I FEEL it is time to seriously explore the possibilities of reinstating the canal system to Kendal and possibly beyond to provide a large water storage and distribution provision in time of storm flooding. The immediate local ability to contain and retain large volumes of water for slow re-integration back into the watercourses is the modern way, otherwise known as catchment management. This could be achieved by holding the water behind lock gates and allowing certain canal margins to flood to create wider broads (as in Norfolk) or small lakes integrated within the canal system.

We all need to be re-educated in our approach to flooding, myself included. When I graduated, the aim was to build drainage channels/ducts and get wastewater away from your land/property as soon as possible without considering the consequences of others downstream.

Consider the average cost of a house flood insurance settlement claim is now £50,000, up from 2015 when it was £30,000 and this is for only one home; coupled with the issue that many householders can no longer afford the luxury of insurance as premiums rise in line with flood risk.

Agricultural land prices are only £3,000 to £10,000 per acre approximately. One acre alone can provide a large amount of water storage for a very low comparable cost as compared to a house being damaged. The final twist is the upside to tourism. A scheme can be attractive as well as functional with greater tourism opportunities reaching the south of Kendal to Tewitfield.

There have been discussions about extending the canal to Windermere but, by only reaching Kendal, a fantastic storm drain and storage receptacle is made and water can be gradually re-integrated back into watercourses as levels permit, using the existing canal system with new links back into the Kent, south of Kendal.

The cost of such a system offset by tourism delivers a far more sustainable cost solution to Kendal long term without the questionable and costly schemes already being proposed.
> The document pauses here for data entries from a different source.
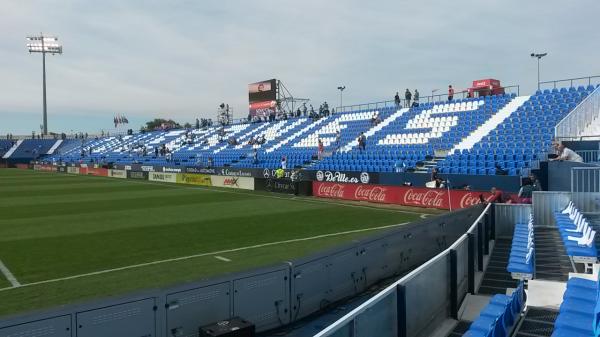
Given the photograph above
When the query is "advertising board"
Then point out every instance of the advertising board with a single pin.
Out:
(194, 179)
(244, 183)
(120, 174)
(407, 196)
(163, 177)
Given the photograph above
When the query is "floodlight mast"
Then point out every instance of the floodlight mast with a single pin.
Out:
(44, 44)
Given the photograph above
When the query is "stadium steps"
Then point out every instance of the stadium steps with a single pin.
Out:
(55, 146)
(13, 149)
(376, 128)
(496, 278)
(551, 260)
(491, 124)
(537, 322)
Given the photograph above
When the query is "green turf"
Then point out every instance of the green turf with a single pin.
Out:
(54, 226)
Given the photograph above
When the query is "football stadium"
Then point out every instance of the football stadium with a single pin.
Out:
(247, 205)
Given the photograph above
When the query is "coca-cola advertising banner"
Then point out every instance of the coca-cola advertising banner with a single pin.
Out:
(401, 195)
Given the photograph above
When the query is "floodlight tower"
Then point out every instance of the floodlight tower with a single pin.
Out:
(341, 89)
(539, 57)
(44, 44)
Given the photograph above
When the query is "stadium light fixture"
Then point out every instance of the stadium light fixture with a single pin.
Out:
(45, 45)
(341, 89)
(539, 57)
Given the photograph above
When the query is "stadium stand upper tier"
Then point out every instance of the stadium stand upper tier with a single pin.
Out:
(479, 136)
And, I believe, would be more attractive than the current proposed schemes by providing a proven and traditional answer.

Trying to contain more water within the Kent in Kendal and future run-off from Kendal property development, together with wetter climates predicted, makes for only a more radical rethink and for bigger ideas to meet not just current but future flooding on a scale we may not have yet seen. Can we afford to not look at a more holistic and practical answer to a more frequently re-occurring problem?

We have the answers within our local topography; they just need unlocking as dredging rivers only gives the river the chance to redeposit in the same places and rising river levels will need ever-rising barriers. More drainage increases the speed water enters the river network, hastening flooding at peak times, and for a town traditionally established on a flood plain this could mean 50 per cent of Kendal properties may find themselves within this potential flooding zone.

It is time for leaders to rise up and invest in the viable and dry future for Kendal while creating sustainable schemes that increase local amenity and tourism.